Why are most ARGs serving only one term?

For a while, I’ve been curious why just about every ARG I’ve come across is a one-off experience, never to be revisited.

Read the full post:

Research credit: cyngs

1 comment:

  1. This probably goes to the issue of "dynamic community formation".

    Even back 5 years ago there was a lot more structure.

    For example, there was the lonelygirl15 community that many "games" developed out of. The key to that community was a narrative that held it all together. From that large base it was possible to springboard either a fully independent project or a spin off from the core story line. For example OpAphid was an ARG that began tangentially related to the core story. The Cassieiswatching ARG appeared related but turned out to be mostly independent (and yes we still get together in Second Life every week on Saturday night to work on that final unsolved anagram). Maddison Atkins had the potential to link up with the core story but eventually went its own independent path. The point is that all of these were made possible by the existence of a huge community of people many of whom seemed to thrive on the challenges that ARGs provide.

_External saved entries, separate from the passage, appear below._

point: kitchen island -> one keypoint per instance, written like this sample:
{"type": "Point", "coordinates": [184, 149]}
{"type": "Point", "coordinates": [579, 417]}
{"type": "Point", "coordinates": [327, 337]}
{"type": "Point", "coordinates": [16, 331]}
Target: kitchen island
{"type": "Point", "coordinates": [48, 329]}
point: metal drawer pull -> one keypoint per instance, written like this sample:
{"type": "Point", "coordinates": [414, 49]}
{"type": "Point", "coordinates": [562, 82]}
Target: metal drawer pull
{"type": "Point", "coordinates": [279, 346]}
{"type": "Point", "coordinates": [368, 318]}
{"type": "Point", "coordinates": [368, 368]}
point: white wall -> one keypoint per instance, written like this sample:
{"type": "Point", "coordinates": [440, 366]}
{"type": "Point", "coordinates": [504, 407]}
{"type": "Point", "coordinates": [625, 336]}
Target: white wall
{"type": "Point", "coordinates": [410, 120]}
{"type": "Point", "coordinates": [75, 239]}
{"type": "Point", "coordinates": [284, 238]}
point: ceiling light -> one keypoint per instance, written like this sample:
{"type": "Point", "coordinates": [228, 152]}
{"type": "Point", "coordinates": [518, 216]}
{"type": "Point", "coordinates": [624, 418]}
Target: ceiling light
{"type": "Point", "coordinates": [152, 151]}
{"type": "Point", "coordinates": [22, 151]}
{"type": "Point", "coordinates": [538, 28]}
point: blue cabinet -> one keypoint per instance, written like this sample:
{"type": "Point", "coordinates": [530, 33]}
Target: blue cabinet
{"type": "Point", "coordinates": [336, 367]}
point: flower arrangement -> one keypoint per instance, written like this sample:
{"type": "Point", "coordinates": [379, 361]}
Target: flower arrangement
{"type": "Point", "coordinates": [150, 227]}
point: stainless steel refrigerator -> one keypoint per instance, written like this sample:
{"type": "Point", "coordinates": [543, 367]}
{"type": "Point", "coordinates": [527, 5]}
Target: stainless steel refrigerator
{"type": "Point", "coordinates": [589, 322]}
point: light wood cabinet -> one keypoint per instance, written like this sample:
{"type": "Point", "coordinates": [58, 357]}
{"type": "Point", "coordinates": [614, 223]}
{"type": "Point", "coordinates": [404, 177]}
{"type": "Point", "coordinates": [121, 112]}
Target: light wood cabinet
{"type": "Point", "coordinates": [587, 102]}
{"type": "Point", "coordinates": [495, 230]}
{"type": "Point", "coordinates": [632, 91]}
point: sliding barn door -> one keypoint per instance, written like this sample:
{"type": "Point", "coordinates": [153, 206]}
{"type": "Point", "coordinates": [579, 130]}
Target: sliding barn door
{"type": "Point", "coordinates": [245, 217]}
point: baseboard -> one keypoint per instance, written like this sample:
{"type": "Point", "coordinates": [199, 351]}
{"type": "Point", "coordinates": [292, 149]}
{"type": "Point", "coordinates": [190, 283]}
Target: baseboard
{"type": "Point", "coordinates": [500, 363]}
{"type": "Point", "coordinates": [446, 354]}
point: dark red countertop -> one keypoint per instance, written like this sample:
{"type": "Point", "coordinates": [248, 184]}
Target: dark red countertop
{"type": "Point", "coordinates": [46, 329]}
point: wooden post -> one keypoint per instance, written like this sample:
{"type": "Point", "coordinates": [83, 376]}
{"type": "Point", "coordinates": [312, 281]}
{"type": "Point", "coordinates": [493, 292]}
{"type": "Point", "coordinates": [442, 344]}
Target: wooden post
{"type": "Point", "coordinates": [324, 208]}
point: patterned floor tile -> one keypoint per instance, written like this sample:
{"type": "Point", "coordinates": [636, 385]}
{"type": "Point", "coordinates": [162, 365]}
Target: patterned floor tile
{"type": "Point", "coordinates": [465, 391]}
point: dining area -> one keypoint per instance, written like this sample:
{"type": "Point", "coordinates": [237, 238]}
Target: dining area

    Maddison Atkins is a good example. Chapter 1 was intense on both sides of the curtain. It was a 24/7 activity that required total dedication from both the PM and the players for most of its 2 week run. This type of activity is hard to sustain by either the PM or players. The PM needs to give up on their "regular life" and you tend to find players who are at a point in their life where they have a LOT of time they can dedicate to a singular project.

    Maddison Atkins chapter 2 came with its own set of issues. By dedicating less time to the project the PM produced an experience that felt less fluid to the players. While this was all that was possible it set in motion a multitude of complex community issues which distracted from the game.

    With the reboot of Maddison 2.0 the PM chose to delegate a lot of the work to either cast or others on the production team. This does not lighten the work load but rather distributes it. This worked well but it is still hard to sustain for long on either side of the curtain.

    In summary this leads to the questions: where is the community, how do you mobilize them quickly around a project and how do we all work together better on both sides of the wall to make this possible?

    Whatever the answers they will probably have to stem from the realization that todays World is dynamic and becoming increasingly so. It is hard to build a community overnight but to the degree we can find a path to "self assembly" around a project or projects the more sustainable ARGs will become.